Background: Many Gram-negative bacterial pathogens mediate host-microbe interactions via utilization of the type III secretion (T3S) system. The T3S system is a complex molecular machine consisting of more than 20 proteins. Collectively, these proteins translocate effectors across extracellular space and into the host cytoplasm. Successful translocation requires timely synthesis and allocation of both structural and secreted T3S proteins. Based on amino acid conservation in animal pathogenic bacteria, HrcU and HrpP were examined for their roles in regulation of T3S hierarchy.

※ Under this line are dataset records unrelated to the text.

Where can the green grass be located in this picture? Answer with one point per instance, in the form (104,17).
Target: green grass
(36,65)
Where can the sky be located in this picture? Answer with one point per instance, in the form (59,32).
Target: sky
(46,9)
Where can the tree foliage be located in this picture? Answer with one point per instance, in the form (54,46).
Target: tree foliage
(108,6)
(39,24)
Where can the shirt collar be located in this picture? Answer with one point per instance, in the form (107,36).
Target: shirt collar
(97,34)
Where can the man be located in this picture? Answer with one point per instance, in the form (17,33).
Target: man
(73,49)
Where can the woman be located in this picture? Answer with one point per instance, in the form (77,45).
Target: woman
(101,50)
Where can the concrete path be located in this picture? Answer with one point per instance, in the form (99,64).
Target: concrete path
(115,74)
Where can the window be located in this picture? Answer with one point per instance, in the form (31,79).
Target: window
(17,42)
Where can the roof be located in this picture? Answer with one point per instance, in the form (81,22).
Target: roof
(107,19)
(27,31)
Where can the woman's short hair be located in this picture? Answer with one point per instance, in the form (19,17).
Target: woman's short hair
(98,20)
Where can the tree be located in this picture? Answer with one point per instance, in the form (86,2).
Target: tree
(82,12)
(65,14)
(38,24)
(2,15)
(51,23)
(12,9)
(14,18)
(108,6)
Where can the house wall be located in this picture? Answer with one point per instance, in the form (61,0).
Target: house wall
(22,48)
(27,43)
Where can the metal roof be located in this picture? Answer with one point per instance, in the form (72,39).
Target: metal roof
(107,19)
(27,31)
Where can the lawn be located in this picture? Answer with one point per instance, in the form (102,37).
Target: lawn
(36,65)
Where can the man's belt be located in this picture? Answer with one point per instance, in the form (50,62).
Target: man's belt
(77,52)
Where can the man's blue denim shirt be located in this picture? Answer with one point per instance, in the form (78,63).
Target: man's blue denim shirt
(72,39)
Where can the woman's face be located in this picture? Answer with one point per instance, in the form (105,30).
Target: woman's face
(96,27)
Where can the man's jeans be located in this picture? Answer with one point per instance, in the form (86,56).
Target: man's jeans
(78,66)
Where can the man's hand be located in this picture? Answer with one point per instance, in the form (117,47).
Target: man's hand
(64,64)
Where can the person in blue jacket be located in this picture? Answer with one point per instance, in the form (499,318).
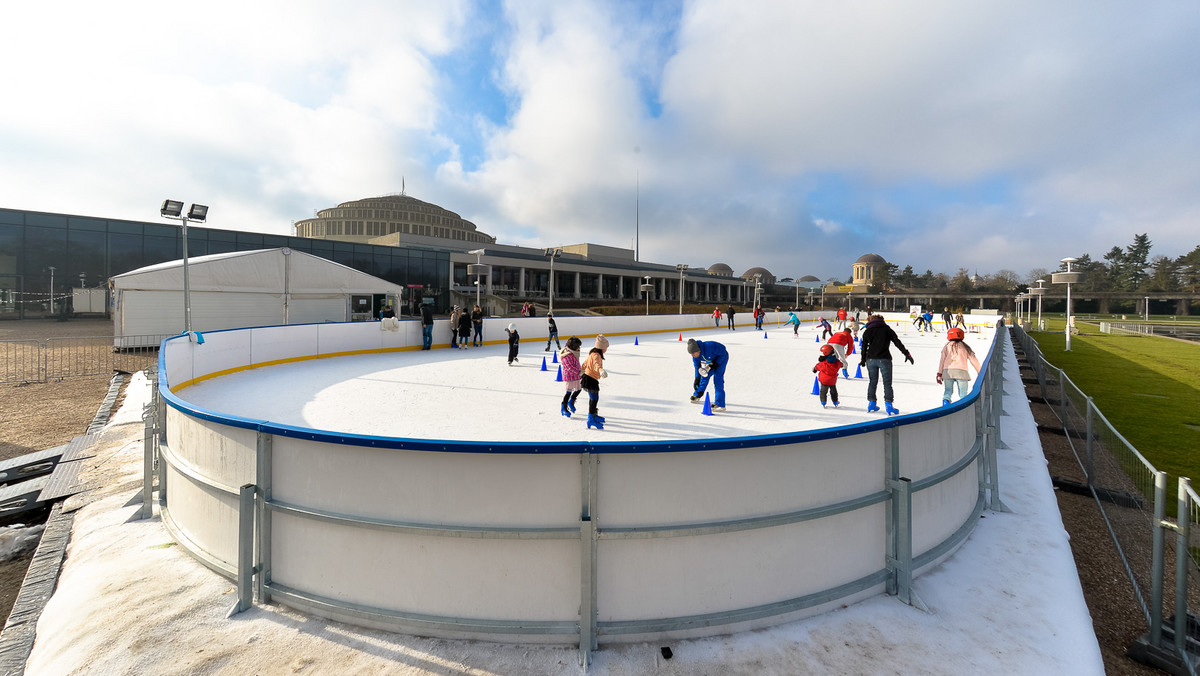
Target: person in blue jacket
(709,359)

Results: Both HrcU and HrpP were shown to be required for disease development in an immature pear infection model and respective mutants were unable to induce a hypersensitive response in tobacco. Using in vitro western blot analyses, both proteins were also shown to be required for the secretion of DspA/E, a type 3 effector and an important pathogenicity factor. Via yeast-two hybridization (Y2H), HrpP and HrcU were revealed to exhibit protein-protein binding. Finally, all HrcU and HrpP phenotypes identified were shown to be dependent on a conserved amino acid motif in the cytoplasmic tail of HrcU.
Conclusions: Collectively, these data demonstrate roles for HrcU and HrpP in regulating T3S and represent the first attempt in understanding T3S heirarchy in E. amylovora.
Keywords: Erwinia amylovora; HrcU; HrpP; Secretion hierarchy; Substrate specificity; Type III secretion system.